The anticoagulant service is responsible for monitoring approximately 3500 patients in the community in Bolton who have been prescribed oral anticoagulant medications, such as warfarin, by their GP. Anticoagulant medicines (links to external website) are used to reduce blood clots forming in the bloodstream where they are not needed so that they do not obstruct the flow of blood. We advise patients and make sure that their medication levels are safe and effective.

We are a nurse led service based at Waters Meeting Health Centre, with additional support from a consultant haematologist (blood specialist) at the Royal Bolton Hospital. There are morning and afternoon clinic sessions at Waters Meeting but there are also a number of clinics run at other health centres in the Bolton area (see opening times and clinics).

Services offeredWatersMeeting_AntiCoagulant_12March13_15

The treatment programmes involve a comprehensive introduction to anticoagulant medications, drug counselling, monitoring and dose adjustment, plus advice to patients, carers and professionals on matters relating to anticoagulant therapy (ACT).

When patients attend clinic, their international normalised ratio (INR) (links to external website) will be tested to measure how fast their blood clots and make sure that the dosage of medication being taken is correct. A one-stop-shop approach means that patients leave the clinic with their current INR, their drug dose and a date for their next appointment.

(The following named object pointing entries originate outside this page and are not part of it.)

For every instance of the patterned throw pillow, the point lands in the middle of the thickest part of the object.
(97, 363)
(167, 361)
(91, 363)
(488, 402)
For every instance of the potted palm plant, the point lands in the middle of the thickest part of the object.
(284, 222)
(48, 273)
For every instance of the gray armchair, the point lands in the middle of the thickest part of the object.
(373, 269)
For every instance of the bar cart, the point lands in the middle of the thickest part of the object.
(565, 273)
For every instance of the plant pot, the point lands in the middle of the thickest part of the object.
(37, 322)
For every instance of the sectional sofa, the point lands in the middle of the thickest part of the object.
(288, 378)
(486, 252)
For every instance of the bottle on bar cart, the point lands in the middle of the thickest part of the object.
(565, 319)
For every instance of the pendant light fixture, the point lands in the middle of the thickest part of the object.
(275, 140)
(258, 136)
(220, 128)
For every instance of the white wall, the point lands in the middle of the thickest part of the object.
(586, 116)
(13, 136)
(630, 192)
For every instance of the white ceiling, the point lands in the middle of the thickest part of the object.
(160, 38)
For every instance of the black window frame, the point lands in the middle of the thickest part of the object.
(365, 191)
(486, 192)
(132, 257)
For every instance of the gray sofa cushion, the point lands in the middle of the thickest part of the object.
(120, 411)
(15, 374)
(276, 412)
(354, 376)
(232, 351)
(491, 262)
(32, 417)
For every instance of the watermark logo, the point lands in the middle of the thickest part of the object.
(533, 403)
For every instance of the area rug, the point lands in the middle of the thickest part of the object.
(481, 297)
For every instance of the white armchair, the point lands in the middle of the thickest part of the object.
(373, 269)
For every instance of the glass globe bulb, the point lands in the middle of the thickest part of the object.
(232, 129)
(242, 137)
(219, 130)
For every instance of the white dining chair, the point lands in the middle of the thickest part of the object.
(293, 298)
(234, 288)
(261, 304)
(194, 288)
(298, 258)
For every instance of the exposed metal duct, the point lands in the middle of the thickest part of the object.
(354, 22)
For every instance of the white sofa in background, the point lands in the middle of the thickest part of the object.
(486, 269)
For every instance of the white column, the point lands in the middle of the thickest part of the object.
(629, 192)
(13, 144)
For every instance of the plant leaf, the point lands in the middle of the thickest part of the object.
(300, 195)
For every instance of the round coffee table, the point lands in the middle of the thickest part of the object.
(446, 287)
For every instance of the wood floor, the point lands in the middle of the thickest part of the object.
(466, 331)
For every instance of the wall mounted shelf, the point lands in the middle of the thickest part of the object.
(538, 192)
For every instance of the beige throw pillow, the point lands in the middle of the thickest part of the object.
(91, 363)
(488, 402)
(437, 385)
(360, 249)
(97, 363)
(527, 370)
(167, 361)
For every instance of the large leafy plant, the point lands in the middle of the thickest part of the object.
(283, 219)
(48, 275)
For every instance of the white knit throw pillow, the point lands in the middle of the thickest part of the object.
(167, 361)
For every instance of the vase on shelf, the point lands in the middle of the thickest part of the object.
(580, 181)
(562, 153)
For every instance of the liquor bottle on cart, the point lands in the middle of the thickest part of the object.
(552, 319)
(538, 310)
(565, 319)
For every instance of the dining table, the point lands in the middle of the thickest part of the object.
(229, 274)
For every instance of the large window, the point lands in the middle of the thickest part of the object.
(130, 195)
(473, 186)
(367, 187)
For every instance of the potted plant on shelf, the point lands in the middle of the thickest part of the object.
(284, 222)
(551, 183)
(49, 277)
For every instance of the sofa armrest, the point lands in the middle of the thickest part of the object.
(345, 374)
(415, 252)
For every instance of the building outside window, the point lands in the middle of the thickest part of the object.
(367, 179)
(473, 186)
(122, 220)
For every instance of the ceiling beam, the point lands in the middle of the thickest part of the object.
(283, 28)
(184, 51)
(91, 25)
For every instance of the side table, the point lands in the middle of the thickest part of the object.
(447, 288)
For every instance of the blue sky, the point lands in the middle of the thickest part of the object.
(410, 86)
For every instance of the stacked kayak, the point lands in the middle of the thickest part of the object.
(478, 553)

The service also provides Vitamin K to patients who have a very high INR (greater than 8) as this means that they have an increased risk of bleeding as their blood will not always clot when it should. The provision of Vitamin K reduces the risk of bleeding and therefore the number of hospital attendances.

We support patients with special needs who are referred to us (see below) by assessing their individual needs and making every attempt to meet those individual needs. We can, for example:

  • Arrange home visits for patients who are housebound and need to access our services.
  • Provide phone translators during appointments for non-English speaking patients.
  • Provide a daily ACT dose chart in extra large font for patients with poor vision.
  • Consider cultural needs, such as the provision of home testing to Muslim women for a short period after childbirth.
  • Work closely with families and carers to improve the safety of patients with mental health or compliance problems.